ICT®: We talked about tax breaks on the federal level in health care settings. You could have a bonus program where if you can show the card that you’ve gotten vaccinated, you get a certain amount of money. With no card, you don’t get a certain amount of money. Maybe that would help sway some people?

Kavanagh: Definitely. Definitely. I think that’s very true. The other thing that can be done is giving them time off. That is absolutely critical. If they get vaccinated, they may have a few days that they’re down or sick. Or if they don’t, they then have some time to themselves. There are ways that facilities can do this without inflicting a lot of financial burden on the facility and at the same time get a protected workforce that won’t be becoming sick and disabled, let alone infecting other patients with COVID-19.

ICT®: As you know, Doctor Anthony Fauci [director of the National Institute of Allergy and Infectious Diseases and one of President Biden’s medical advisors], has been nicknamed, in some quarters, “Doctor Doom.” Obviously, a pejorative. As I mentioned many times, you’ve been ahead of the curve when it comes to COVID-19. You were one of the first experts to say that this will change everything. Do you worry sometimes that it’s a burden to carry these sorts of messages? Do you feel that people will unjustly label you a killjoy?
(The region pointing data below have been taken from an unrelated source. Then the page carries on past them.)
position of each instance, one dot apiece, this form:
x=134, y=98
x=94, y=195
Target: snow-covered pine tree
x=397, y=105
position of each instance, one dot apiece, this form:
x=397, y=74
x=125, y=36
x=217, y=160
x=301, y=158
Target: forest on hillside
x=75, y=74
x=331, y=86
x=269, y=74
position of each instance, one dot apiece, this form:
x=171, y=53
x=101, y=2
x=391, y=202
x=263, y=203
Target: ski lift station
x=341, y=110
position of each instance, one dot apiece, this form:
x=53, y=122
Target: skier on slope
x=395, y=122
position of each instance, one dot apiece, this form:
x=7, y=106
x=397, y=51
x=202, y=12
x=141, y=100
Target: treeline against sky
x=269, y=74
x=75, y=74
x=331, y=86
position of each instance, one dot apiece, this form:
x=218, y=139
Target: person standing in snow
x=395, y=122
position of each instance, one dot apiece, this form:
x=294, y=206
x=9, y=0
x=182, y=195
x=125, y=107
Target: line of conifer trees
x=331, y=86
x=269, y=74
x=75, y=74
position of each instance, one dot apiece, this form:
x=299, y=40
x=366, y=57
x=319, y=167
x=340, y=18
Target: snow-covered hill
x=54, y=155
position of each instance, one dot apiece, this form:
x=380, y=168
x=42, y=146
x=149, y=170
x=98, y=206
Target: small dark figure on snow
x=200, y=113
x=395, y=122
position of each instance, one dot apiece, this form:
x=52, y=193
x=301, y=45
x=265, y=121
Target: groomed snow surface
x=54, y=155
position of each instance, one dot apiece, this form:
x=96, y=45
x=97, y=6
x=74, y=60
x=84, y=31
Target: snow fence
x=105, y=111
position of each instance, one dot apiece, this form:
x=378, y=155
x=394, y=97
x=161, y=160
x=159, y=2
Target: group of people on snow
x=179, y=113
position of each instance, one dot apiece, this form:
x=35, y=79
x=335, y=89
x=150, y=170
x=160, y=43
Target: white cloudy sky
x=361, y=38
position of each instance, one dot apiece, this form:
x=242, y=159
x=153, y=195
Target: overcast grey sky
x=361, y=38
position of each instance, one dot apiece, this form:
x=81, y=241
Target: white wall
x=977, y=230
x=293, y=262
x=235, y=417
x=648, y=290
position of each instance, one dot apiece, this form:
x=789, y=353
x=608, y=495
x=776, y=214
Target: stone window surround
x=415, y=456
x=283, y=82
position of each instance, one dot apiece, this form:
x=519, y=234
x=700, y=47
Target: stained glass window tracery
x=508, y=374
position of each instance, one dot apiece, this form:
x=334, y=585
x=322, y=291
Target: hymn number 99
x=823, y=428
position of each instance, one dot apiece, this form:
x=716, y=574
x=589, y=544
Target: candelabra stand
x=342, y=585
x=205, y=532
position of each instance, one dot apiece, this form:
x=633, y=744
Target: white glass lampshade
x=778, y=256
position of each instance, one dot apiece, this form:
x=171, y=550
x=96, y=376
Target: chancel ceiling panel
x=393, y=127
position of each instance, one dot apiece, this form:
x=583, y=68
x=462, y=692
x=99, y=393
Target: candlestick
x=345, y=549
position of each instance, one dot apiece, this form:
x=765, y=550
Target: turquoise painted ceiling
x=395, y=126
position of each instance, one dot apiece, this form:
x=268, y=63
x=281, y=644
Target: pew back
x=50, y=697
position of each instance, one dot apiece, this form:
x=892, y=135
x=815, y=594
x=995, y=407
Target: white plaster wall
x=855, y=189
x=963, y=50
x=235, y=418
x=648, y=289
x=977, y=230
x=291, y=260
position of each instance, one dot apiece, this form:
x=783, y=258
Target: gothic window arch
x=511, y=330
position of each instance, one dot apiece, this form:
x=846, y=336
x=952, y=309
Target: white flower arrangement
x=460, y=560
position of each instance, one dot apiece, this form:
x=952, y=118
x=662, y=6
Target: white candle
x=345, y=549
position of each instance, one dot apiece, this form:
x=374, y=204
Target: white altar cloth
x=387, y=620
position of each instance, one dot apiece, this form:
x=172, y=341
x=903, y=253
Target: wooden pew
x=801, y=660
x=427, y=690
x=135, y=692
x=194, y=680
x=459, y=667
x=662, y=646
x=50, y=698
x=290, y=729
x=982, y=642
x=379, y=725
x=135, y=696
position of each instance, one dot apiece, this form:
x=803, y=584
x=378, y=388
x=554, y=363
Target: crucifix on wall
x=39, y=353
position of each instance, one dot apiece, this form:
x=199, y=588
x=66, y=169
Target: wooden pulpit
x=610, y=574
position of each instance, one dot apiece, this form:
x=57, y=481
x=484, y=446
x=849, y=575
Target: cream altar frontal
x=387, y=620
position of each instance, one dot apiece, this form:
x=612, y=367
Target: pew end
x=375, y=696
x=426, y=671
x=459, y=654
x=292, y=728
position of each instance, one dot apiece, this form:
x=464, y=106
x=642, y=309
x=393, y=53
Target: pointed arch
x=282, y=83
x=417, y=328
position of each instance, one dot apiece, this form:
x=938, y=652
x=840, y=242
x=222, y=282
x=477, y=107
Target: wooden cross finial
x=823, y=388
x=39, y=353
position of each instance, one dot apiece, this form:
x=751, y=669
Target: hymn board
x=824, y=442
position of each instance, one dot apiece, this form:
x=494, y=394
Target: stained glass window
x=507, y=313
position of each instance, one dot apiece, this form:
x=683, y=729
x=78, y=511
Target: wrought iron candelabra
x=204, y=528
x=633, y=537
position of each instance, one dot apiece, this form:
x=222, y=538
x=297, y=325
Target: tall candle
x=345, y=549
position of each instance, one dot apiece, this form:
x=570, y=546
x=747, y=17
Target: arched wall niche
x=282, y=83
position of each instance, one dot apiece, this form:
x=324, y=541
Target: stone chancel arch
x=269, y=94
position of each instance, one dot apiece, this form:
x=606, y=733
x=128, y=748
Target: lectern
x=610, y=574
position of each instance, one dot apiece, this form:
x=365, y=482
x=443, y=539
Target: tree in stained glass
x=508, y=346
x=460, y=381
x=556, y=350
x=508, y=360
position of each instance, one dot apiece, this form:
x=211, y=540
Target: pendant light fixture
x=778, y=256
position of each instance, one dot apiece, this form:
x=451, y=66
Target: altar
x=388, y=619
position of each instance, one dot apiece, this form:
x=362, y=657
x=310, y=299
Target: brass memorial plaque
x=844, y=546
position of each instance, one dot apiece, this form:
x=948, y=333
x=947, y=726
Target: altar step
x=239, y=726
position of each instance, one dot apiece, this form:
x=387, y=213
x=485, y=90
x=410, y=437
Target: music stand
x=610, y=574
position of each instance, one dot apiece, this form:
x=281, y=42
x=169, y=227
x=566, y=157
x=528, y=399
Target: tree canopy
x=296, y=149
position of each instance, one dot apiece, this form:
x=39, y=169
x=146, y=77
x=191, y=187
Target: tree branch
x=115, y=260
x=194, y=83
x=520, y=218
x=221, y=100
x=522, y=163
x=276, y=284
Kavanagh: Well, I think, in some respects. But we’ve been doing this now for over a year. And after a while, when your predictions have come true, people then start to listen, and you get less and less of a pushback. And when I say predictions, they’re really just what any scientifically educated person would think is going to happen with the pandemic. It’s not really hard to come to these conclusions. And currently, if you sound the alarm, people may say in the United States everybody’s fine. You’re just a reactionist. But with the news coming from India, in seeing what’s going on over there, they realize that we still need to exercise caution. And if we didn’t take the steps we did last year, we certainly could have wound up just like India. India is an example of what happens if you depend upon the theory of herd immunity. And it is a disaster. And that’s what could have happened over here. And I should add that India, because of malaria, a lot of patients take hydroxychloroquine over there. And that doesn’t seem to have helped much either. About the only thing that has kept us on the right path, in my opinion, has been scientific messaging. And no one has done that better than Doctor Fauci. If you want to put your faith in somebody, I’d put my faith right now in science and in someone who has a good track record, such as Doctor Fauci. And I think that’s key. India is a good example of what we could have been, and avoided. And we have Doctor Fauci to thank and so we shouldn’t be disparaging him at all.

ICT®: OK, Doctor Kavanagh. Do you want to circle back to what you think is promising?

Kavanagh: Well, yes. I do think that right now, if you're vaccinated, you still avoid large crowds outdoors. And certainly, you wouldn’t want to rub up to someone that has COVID-19. But you can get out and about now. You can see your grandkids, your family. You can do some traveling to family members. Of course, you want to make sure that they’re vaccinated too and start to get back to a normal life. All of this is possible at this point. And so that is just key. That I think is very, very important to do. And if we do get vaccinated—and we encourage others to—then we may continue to have improvements in our life, and we will have avoided the fate of India. It’s all up to us. And right now, we should really enjoy the reprieve that we’re having, especially if you’re vaccinated. Still doing things safely. And at the same time, let’s make ourselves cognizant that we still may have further fights to do with both this virus and future pandemics.

This interview has been edited for clarity and length.